Black Tuesday is a 1954 crime drama film noir directed by Hugo Fregonese starring Edward G. Robinson, Peter Graves and Jean Parker.

A violent con, Vincent Canelli (Robinson), escapes prison on the night of his execution. With the help of a phony newspaper reporter and Canelli's girlfriend, the con takes along five hostages, including a priest.

Another inmate, Peter Manning, is taken along because Canelli wants the money Manning hid before going to jail. Manning is injured badly in the escape and leaves a bloody trail.

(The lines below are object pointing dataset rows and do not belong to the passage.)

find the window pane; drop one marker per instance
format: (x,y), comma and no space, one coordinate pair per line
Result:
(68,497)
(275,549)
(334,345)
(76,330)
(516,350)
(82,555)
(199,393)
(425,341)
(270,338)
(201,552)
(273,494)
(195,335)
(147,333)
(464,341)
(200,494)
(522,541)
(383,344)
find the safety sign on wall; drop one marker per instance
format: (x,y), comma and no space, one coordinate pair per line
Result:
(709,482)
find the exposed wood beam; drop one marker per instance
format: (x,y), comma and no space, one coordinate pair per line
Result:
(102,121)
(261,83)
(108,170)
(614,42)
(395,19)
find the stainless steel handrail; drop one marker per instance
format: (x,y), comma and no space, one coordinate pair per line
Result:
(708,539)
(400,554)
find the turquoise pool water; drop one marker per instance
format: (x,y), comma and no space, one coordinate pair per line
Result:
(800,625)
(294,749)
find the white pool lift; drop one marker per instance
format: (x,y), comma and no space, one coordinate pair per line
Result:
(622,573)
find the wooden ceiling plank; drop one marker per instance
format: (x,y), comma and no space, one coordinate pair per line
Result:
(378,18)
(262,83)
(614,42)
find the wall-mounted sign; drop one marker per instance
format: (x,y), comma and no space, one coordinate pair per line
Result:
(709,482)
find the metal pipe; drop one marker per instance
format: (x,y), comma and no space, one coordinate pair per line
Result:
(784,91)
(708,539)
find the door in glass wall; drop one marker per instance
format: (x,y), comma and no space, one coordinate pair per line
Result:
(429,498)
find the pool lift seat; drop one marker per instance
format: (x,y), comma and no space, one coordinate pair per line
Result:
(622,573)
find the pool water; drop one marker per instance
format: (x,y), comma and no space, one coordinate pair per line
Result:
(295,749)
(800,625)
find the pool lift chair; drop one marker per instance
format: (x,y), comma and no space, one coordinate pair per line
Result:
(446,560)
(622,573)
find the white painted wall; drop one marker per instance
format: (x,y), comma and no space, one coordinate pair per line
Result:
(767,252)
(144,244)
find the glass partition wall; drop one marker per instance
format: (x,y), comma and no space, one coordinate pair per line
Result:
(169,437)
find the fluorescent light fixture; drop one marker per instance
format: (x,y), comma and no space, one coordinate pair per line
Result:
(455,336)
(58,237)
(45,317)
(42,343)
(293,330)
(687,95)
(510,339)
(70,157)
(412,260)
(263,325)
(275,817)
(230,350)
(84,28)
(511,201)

The gang ends up at a hideout where they're surrounded by police. Canelli threatens to kill hostages if he's not given safe passage and murders a kidnapped prison guard to make his point. Manning is horrified and ends up killing Canelli, then giving up himself and the others to police.

The New York Times gave the film a positive review, writing, "...it's good to have a reminder that Hollywood still holds top priority in the gangster melodrama field. Take Black Tuesday, which accompanied the Palace's new stage bill yesterday, with Edward G. Robinson playing his old, snariing, savage self. We hastily add that this medium-budget United Artists offering, produced by Robert Goldstein, by no means reprises the sterling tradition of those cops-and-killers yarns about our urban jungles of the roaring Twenties, when the Robinsons, Cagneys and Munis cut their fangs. However, purely on a surface level, the new entry can snuggle up to them quite respectably ... In contrast to Mr. Robinson's wholesale sputtering, the supporting cast of comparatively unfamiliar faces are brought, one by one, into impersonal but perceptive focus. And most of them shine convincingly."

Film historian and critic Alain Silver said of the film, "When society at large is threatened, the psychopaths presented tend to be of the most violent ilk, as if to justify social repression by exaggerating the threat. Edward G. Robinson as gangster Vincent Canelli in Black Tuesday... exhibits a sadistic bent rivaled only by James Cagney in White Heat."